In an inspired move, the department has created three “permanent visiting” professorships, allowing it to weave a group of eminent German scholars into the very fabric of its work over a three-year period, including two in-residence semesters. The first group to join us—from the University of Konstanz, the Humboldt University of Berlin, and the Center for Literary and Cultural Research in Berlin—greatly enriched the conversations on our campus, from 19th- and 20thcentury literature to feminist and poststructuralist theory. But they also became what Professor Jennings aptly calls “permanent beachheads” for our graduate students in their home universities in Germany, creating a degree of institutional and intellectual continuity between studies at home and abroad that is the envy of our peers.
These talented graduate students are themselves the product of both American and German institutions, with roughly two-thirds coming to Princeton from within the United States and the other third hailing from Germany. This, too, allows for the kind of cross-pollination of ideas and methodologies that makes for world-class teaching and research, especially when these interactions are complemented by an array of formal collaborations between our department and German institutions. Among the most important collaboration is the PhD-Net, a partnership with the Humboldt University of Berlin, as well as Harvard University and the University of California- Berkeley, that explores the relationship between knowledge and literature through a multifaceted curriculum that is open to doctoral candidates from all four institutions. Each year, two of our graduate students travel to Berlin, while we, in turn, host two from Germany, laying the groundwork for the kind of transnational scholarship that will be critical to their professional success in later years. More immediately, as a result of this international exposure, our department has been remarkably successful in placing its graduates at the world’s premier universities. Other international ventures range from a research network centered on the novelist Franz Kafka to a new graduate-level summer school for media studies at the Bauhaus-University Weimar, taught jointly by our own and local faculty, that reflects our department’s growing strength in this comparatively young field.

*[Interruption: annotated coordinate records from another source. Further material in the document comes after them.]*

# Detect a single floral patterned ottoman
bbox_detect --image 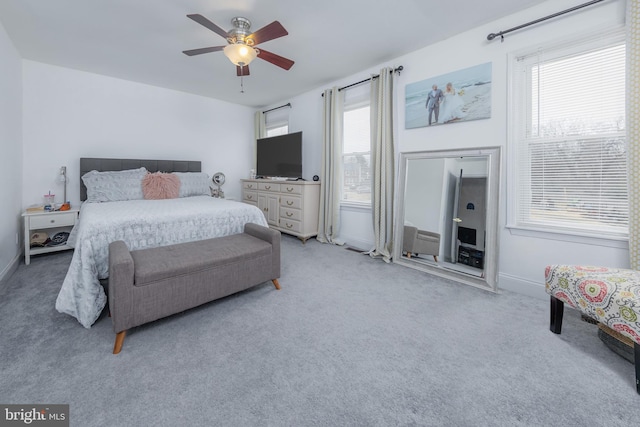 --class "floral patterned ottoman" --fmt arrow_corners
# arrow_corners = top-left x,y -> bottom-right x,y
545,265 -> 640,394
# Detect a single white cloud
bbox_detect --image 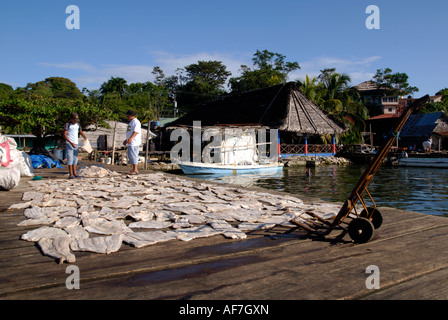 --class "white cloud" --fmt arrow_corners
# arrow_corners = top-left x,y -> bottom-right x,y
153,51 -> 251,77
39,51 -> 250,89
39,51 -> 381,89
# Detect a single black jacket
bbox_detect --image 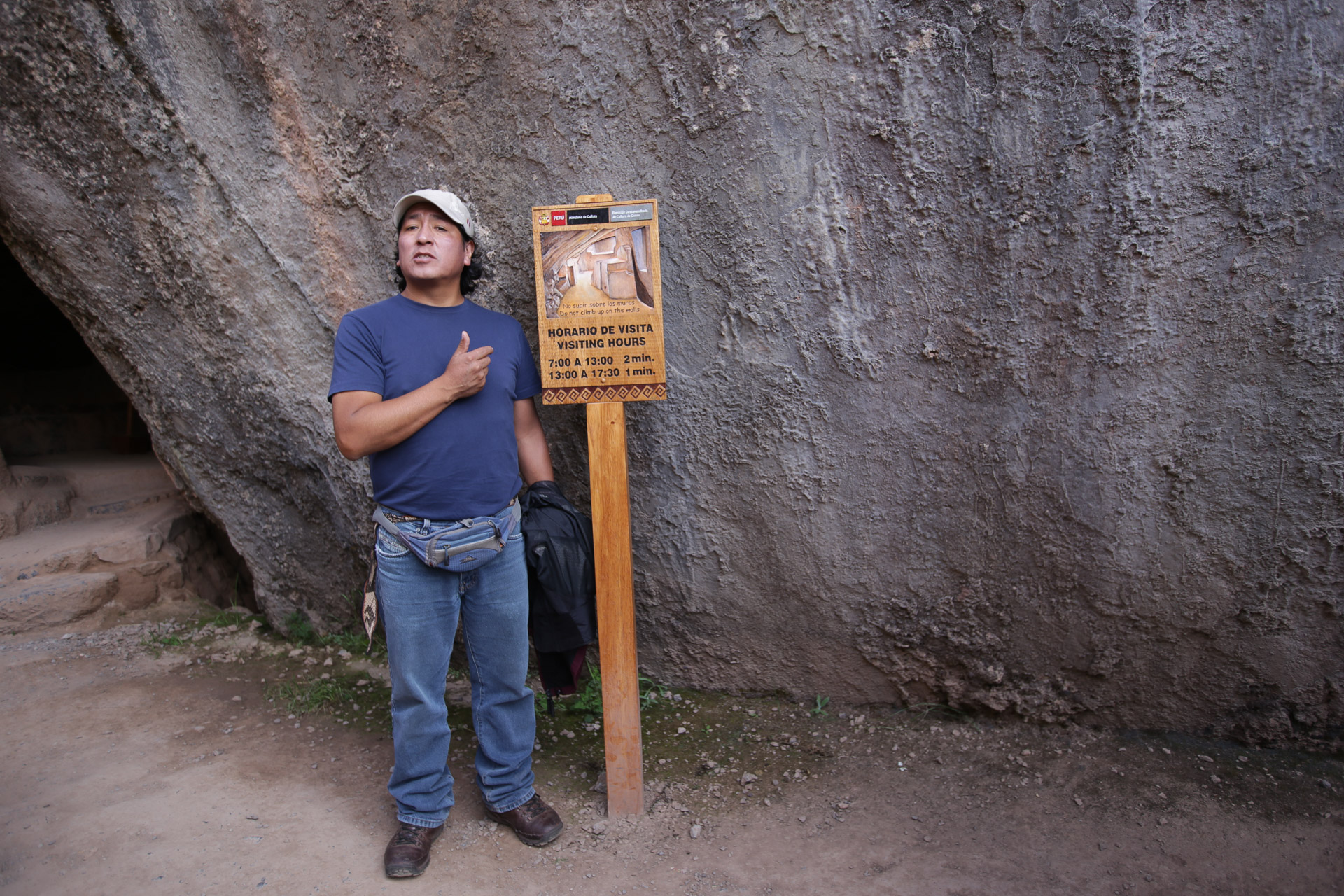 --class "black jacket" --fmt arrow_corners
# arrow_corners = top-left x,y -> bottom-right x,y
520,481 -> 596,697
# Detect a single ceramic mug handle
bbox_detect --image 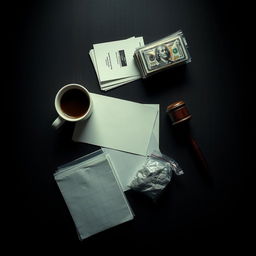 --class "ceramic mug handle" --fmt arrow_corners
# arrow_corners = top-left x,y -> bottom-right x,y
52,116 -> 65,130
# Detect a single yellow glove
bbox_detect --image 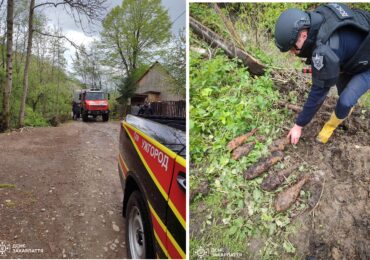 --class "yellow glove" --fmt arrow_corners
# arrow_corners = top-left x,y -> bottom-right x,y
316,112 -> 344,144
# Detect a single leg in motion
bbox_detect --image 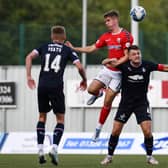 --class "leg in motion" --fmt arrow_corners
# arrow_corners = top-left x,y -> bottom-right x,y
140,121 -> 159,165
101,121 -> 124,165
37,113 -> 47,164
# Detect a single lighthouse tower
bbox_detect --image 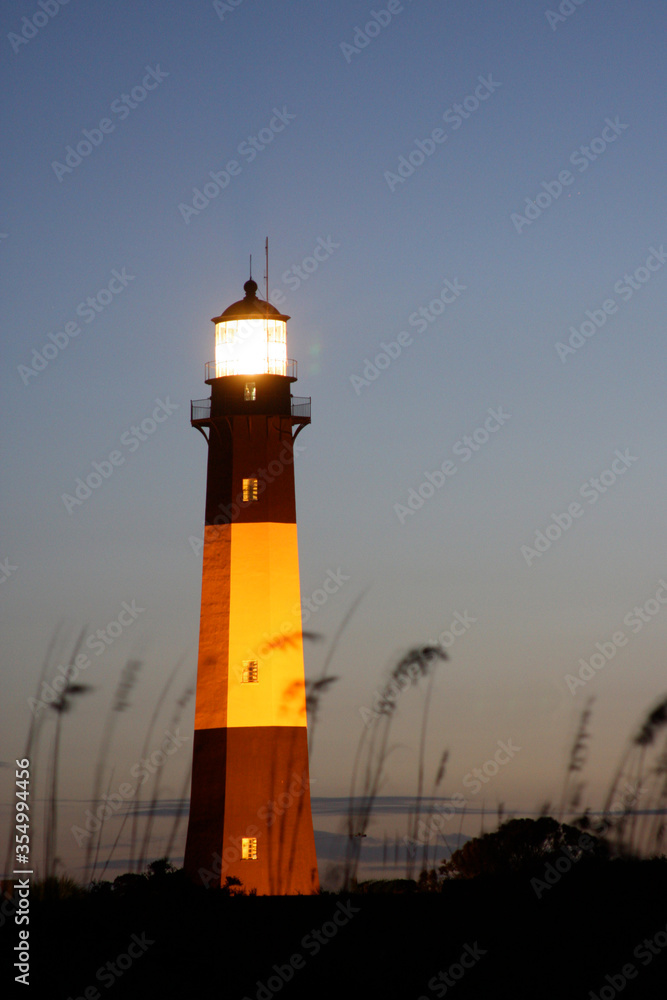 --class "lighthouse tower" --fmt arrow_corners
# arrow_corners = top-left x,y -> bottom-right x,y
185,278 -> 319,895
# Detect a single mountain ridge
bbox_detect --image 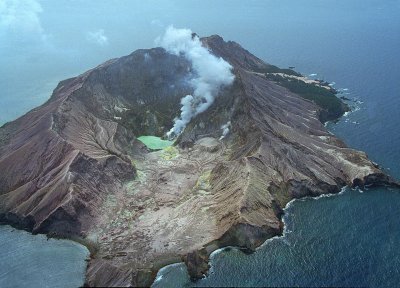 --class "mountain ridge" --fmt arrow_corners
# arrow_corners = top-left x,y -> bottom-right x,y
0,35 -> 398,286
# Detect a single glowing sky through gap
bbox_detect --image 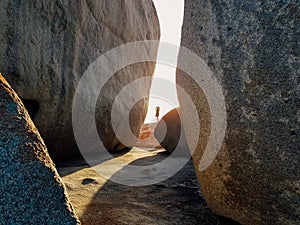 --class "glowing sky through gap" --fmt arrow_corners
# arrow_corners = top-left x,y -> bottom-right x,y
145,0 -> 184,123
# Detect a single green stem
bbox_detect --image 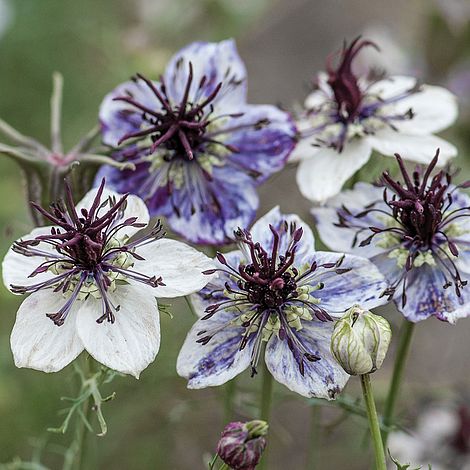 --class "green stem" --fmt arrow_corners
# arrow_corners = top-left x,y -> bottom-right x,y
361,374 -> 387,470
306,405 -> 320,470
224,378 -> 237,424
382,320 -> 415,447
258,364 -> 273,470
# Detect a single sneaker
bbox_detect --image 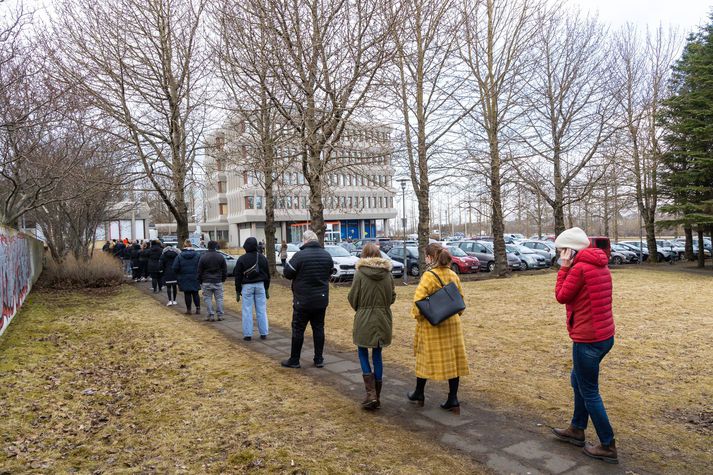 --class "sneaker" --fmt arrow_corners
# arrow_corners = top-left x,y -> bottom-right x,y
280,358 -> 301,368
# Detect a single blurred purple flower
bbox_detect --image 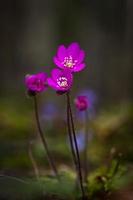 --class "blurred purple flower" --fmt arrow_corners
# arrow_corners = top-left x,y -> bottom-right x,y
53,42 -> 85,72
25,73 -> 47,93
47,69 -> 73,92
74,96 -> 89,111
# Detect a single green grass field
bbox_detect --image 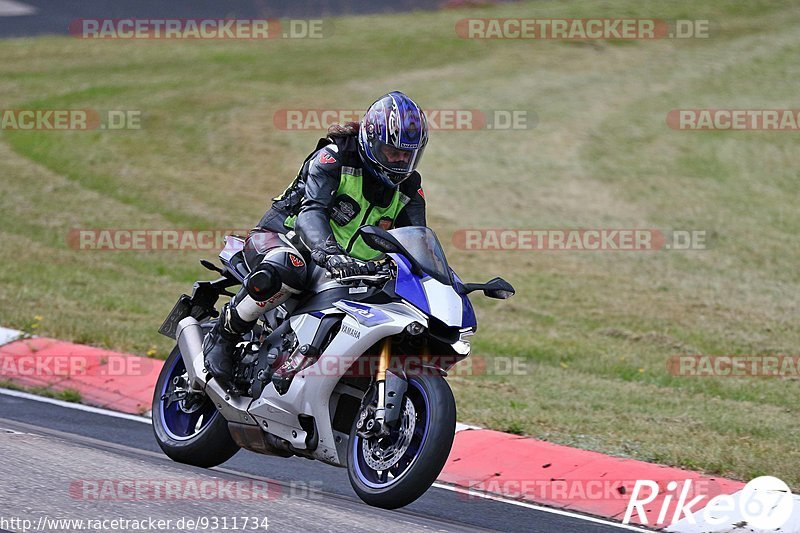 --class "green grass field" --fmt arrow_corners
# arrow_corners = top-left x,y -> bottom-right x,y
0,0 -> 800,489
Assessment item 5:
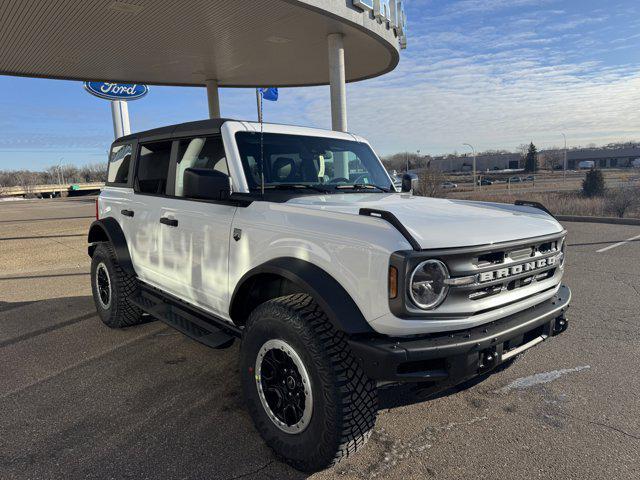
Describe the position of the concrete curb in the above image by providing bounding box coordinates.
[555,215,640,225]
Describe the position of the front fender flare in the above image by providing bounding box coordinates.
[230,257,375,335]
[87,217,136,275]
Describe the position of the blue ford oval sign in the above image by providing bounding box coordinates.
[84,82,149,100]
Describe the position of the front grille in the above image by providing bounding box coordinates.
[440,232,564,314]
[390,232,566,319]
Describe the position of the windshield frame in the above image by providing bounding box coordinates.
[235,129,396,195]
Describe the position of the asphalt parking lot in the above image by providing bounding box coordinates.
[0,198,640,479]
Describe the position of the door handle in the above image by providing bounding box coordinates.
[160,217,178,227]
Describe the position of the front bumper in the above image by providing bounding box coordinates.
[349,285,571,386]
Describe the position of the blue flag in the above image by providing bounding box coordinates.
[260,87,278,102]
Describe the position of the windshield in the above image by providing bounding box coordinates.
[236,132,391,192]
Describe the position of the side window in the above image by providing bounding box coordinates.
[136,141,171,194]
[107,144,131,185]
[175,137,229,197]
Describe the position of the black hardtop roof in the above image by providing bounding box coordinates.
[114,118,233,143]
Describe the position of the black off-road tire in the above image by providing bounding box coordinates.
[91,243,143,328]
[240,294,378,472]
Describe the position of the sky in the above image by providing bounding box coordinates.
[0,0,640,170]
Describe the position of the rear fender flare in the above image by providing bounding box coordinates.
[87,217,136,275]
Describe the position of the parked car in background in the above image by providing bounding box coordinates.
[478,178,493,187]
[578,160,596,170]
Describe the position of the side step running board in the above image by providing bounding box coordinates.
[131,285,241,348]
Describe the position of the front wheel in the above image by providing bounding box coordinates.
[241,294,378,471]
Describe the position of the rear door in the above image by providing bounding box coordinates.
[98,140,137,237]
[127,140,172,289]
[159,135,236,317]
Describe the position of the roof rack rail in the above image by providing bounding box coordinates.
[359,208,422,252]
[515,200,556,218]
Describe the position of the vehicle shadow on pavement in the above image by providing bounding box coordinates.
[378,362,512,410]
[0,296,308,480]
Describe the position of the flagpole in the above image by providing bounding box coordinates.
[256,88,262,123]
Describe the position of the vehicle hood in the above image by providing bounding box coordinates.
[286,193,563,249]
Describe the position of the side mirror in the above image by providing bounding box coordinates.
[183,168,231,200]
[402,173,418,193]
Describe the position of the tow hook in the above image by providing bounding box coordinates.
[480,348,498,370]
[553,315,569,335]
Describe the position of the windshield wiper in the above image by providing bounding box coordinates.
[264,183,331,193]
[336,183,389,193]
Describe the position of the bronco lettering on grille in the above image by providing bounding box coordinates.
[478,255,560,283]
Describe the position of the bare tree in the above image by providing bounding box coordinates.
[607,187,640,218]
[416,168,444,197]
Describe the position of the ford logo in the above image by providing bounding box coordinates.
[84,82,149,100]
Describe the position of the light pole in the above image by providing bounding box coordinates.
[462,143,476,190]
[562,133,567,183]
[58,157,64,197]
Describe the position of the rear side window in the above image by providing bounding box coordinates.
[175,137,229,197]
[107,143,131,185]
[136,141,171,195]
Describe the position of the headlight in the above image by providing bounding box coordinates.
[409,260,449,310]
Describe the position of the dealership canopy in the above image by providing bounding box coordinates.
[0,0,404,129]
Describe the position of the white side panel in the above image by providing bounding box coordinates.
[158,197,237,317]
[229,202,411,321]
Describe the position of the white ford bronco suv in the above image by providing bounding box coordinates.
[88,119,571,471]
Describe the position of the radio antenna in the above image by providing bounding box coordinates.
[256,88,264,197]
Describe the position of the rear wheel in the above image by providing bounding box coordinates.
[91,243,142,328]
[241,294,378,471]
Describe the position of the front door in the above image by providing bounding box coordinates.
[159,136,236,316]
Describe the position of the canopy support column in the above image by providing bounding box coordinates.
[327,33,347,132]
[205,80,220,118]
[111,100,131,138]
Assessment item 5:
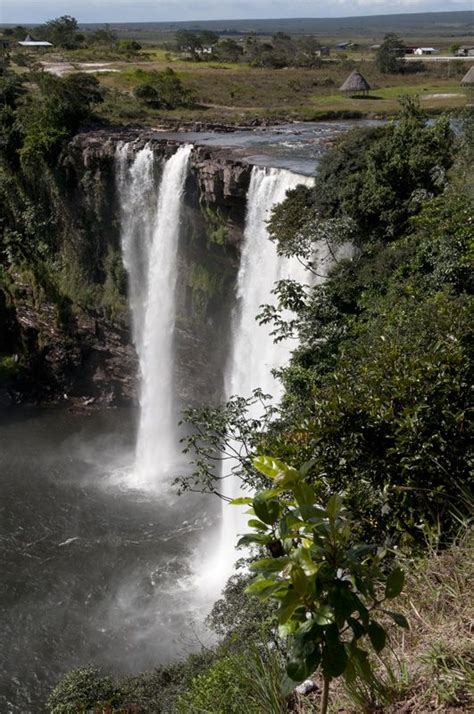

A significant number of undergraduates—and virtually all concentrators—are also immersing themselves in the language, culture, and academic life of Germany, thanks to three distinct programs: Princeton-in-Munich, an intensive fourweek round of classes, precepts, and excursions conducted by our faculty and the staff of the Goethe Institute with the generous support of the Max Kade Foundation; the longrunning Summer Work Program, which offers our students paid and unpaid internships in German-speaking countries with the invaluable assistance of David Fisher ’69 and the Princeton Alumni Association of Germany; and a junior year or semester abroad at the Free University of Berlin through the Berlin Consortium for German Studies. These experiences, either singly or in combination, have left an indelible mark on our students. In the words of Chris Green ’12, who spent a summer working at the Städel Museum in Frankfurt, “It has put me on a clear course for the rest of my life.”
Engaging with the world of scholarship beyond our national borders requires a significant investment of resources, hard work on the part of faculty and staff, and an element of risk, but as the Department of German demonstrates, the connections that are formed, the excellence that is fostered, and the doors that are opened more than justify this effort.